Album Revisit: The Hold Steady’s ‘Boys And Girls In America’

This is an installment of a series of blogs where I revisit some classic albums that I  love, used to love or has made an impact on pop culture whether I am familiar with it or not. You can also make suggestions on a classic album, and I may give a whirl and review it. Email me at jfroemming(at)bemidjipioneer.com or comment below.

It has been quite a while since I have done one of these, but after reading that it has been 10 (?! I feel old) years since one of my favorite bands, The Hold Steady, released its breakthrough (and my personal favorite of the band’s) album, “Boys and Girls in America,” I decided it was time to go back to the album that made up a large part of the soundtrack of my college years.

The Hold Steady is one of the more lyrical bands I enjoy, making references to Minnesota, Jack Kerouac, dive bars and blending those ideas into concept albums. The band sounds like if Bruce Springsteen and the E Street Band and The Replacements had a bastard child that made beautiful sounding songs with not-always so beautiful narratives. It is also a band that rose from the ashes in New York after the breakup of the classic Minneapolis band Lifter Puller. Craig Finn and Tad Kubler of Lifter Puller started anew with The Hold Steady, and got more ambitious and musical with their music and lyrics.

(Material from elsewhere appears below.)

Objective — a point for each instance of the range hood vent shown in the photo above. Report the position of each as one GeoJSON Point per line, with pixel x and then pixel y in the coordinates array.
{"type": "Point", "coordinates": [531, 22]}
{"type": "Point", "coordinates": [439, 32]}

With “Boys and Girls in America,” I was sucked into the world of this band’s music. Part youthful anthem, part showing the underbelly of youth excess — and a song about a girl who has the psychic power to predict horse races — this album at times feels like this band picked up the lyrical mantle that inspired “On The Road,” and the work of Charles Bukowski, blending youthful optimism and seedy night life. In between the catchy hooks are lyrics that seriously could be a book outside the album. As someone who minored in creative writing in college, this was the band for me.

The album weaves through topics like isolation, love, miscommunication, tragedy and partying, with songs that re-introduce characters from previous Hold Steady albums along the way. What really got me was the lyrics and views on relationships and roles in those situations. How these characters interact in the songs was also interesting.

This album struck me at just the right time. I was late to the game (I first heard it in 2007, a year after it was released), but it came at a transitional time in my life. In college, just out of a long term relationship and living with my buddy with the whole world in front of me, this album became my soundtrack. Even among the dirt and sadness in some of the songs, the band offered hope. At the end of the day, this is a positive album.

And here I am, in yet another transitional time in my life, having just gotten out of another long-term relationship and I find myself yet again going back to this album. It offers both heartbreak and optimism. And that is a kind of mix that resonates with me. This album brings back many memories, and I often find it my go-to when I am not sure what I want to listen to. I am still amazed at how Finn created this weird, yet oddly familiar world, in his lyrics. This is an insanely catchy album when it comes to hooks and melodies. Big guitar sounds, big piano presence (thanks to Franz Nicolay) make this album a beast.

It has held up incredibly well after a decade. That is probably due to the band sticking with concepts that people can relate to, as well as sounding like the world’s greatest dive bar band.